Treatment of some forms of hypoglycemia, such as in diabetes, involves immediately raising the blood sugar to normal through the ingestion of carbohydrates, determining the cause, and taking measures to hopefully prevent future episodes. However, this treatment is not optimal in other forms such as reactive hypoglycemia, where rapid carbohydrate ingestion may lead to a further hypoglycemic episode.
Blood glucose can be raised to normal within minutes by taking (or receiving) 10–20 grams of carbohydrate. It can be taken as food or drink if the person is conscious and able to swallow. This amount of carbohydrate is contained in about 3–4 ounces (100–120 ml) of orange, apple, or grape juice although fruit juices contain a higher proportion of fructose which is more slowly metabolized than pure dextrose, alternatively, about 4–5 ounces (120–150 ml) of regular (non-diet) soda may also work, as will about one slice of bread, about 4 crackers, or about 1 serving of most starchy foods. Starch is quickly digested to glucose (unless the person is taking acarbose), but adding fat or protein retards digestion. Symptoms should begin to improve within 5 minutes, though full recovery may take 10–20 minutes. Overfeeding does not speed recovery and if the person has diabetes will simply produce hyperglycemia afterwards. A mnemonic used by the American Diabetes Association and others is the "rule of 15" – consuming 15 grams of carbohydrate followed by a 15-minute wait, repeated if glucose remains low (variable by individual, sometimes 70 mg/dl).

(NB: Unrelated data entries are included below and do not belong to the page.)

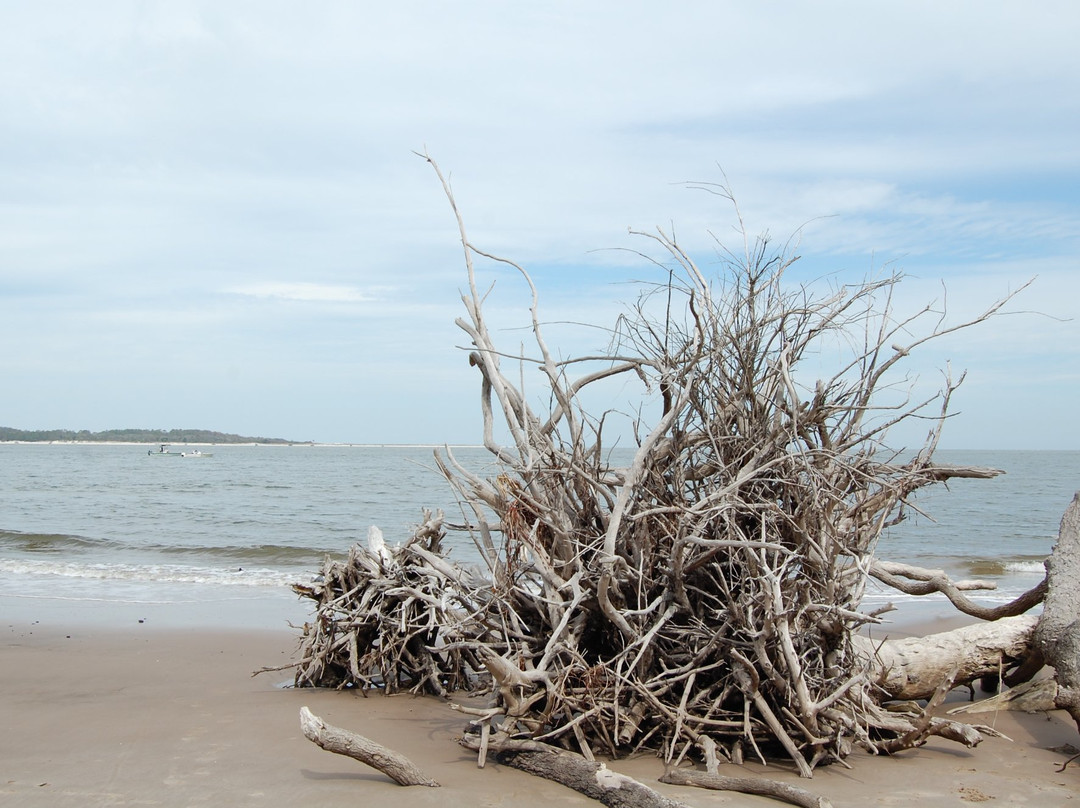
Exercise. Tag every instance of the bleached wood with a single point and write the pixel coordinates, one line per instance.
(340, 741)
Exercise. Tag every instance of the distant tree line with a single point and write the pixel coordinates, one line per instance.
(134, 435)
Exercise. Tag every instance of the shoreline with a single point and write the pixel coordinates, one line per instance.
(172, 716)
(297, 444)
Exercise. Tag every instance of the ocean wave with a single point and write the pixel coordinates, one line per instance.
(152, 573)
(1022, 565)
(72, 544)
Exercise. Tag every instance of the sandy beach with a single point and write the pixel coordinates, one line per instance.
(144, 715)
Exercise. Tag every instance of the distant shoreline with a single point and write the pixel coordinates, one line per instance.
(305, 444)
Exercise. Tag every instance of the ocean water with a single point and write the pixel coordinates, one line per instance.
(107, 533)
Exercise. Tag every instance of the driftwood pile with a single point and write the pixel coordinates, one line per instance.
(703, 600)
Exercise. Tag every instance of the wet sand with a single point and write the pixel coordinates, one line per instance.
(143, 715)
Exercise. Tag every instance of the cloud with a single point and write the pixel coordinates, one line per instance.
(302, 293)
(234, 185)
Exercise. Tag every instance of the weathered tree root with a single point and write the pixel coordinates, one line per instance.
(340, 741)
(745, 785)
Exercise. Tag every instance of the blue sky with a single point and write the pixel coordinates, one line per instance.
(211, 214)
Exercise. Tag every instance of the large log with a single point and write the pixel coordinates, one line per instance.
(588, 777)
(340, 741)
(1057, 634)
(913, 668)
(746, 785)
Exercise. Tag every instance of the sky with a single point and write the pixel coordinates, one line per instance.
(213, 215)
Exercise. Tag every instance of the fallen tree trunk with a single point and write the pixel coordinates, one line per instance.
(570, 769)
(913, 668)
(340, 741)
(772, 789)
(1057, 635)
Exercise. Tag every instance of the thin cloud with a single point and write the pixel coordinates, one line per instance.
(302, 293)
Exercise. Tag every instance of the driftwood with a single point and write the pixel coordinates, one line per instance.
(340, 741)
(572, 770)
(761, 788)
(913, 668)
(702, 597)
(1057, 635)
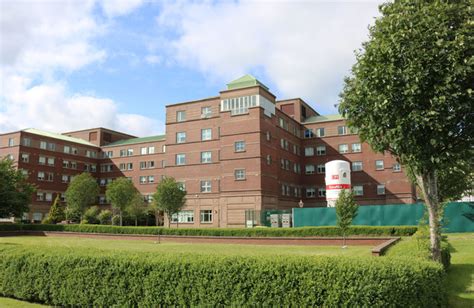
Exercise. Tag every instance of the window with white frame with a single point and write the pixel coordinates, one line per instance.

If a person is suffering such severe effects of hypoglycemia that they cannot (due to combativeness) or should not (due to seizures or unconsciousness) be given anything by mouth, medical personnel such as paramedics, or in-hospital personnel can establish IV access and give intravenous dextrose, concentrations varying depending on age (infants are given 2 ml/kg dextrose 10%, children are given dextrose 25%, and adults are given dextrose 50%). Care must be taken in giving these solutions because they can cause skin necrosis if the IV is infiltrated, sclerosis of veins, and many other fluid and electrolyte disturbances if administered incorrectly. If IV access cannot be established, the patient can be given 1 to 2 milligrams of glucagon in an intramuscular injection. More treatment information can be found in the article diabetic hypoglycemia. If a person is suffering less severe effects, and is conscious with the ability to swallow, medical personal such as EMT-B's may administer gelatinous oral glucose.
One situation where starch may be less effective than glucose or sucrose is when a person is taking acarbose. Since acarbose and other alpha-glucosidase inhibitors prevents starch and other sugars from being broken down into monosaccharides that can be absorbed by the body, patients taking these medications should consume monosaccharide-containing foods such as glucose tablets, honey, or juice to reverse hypoglycemia.
The most effective means of preventing further episodes of hypoglycemia depends on the cause.
The risk of further episodes of diabetic hypoglycemia can often (but not always) be reduced by lowering the dose of insulin or other medications, or by more meticulous attention to blood sugar balance during unusual hours, higher levels of exercise, or decreasing alcohol intake.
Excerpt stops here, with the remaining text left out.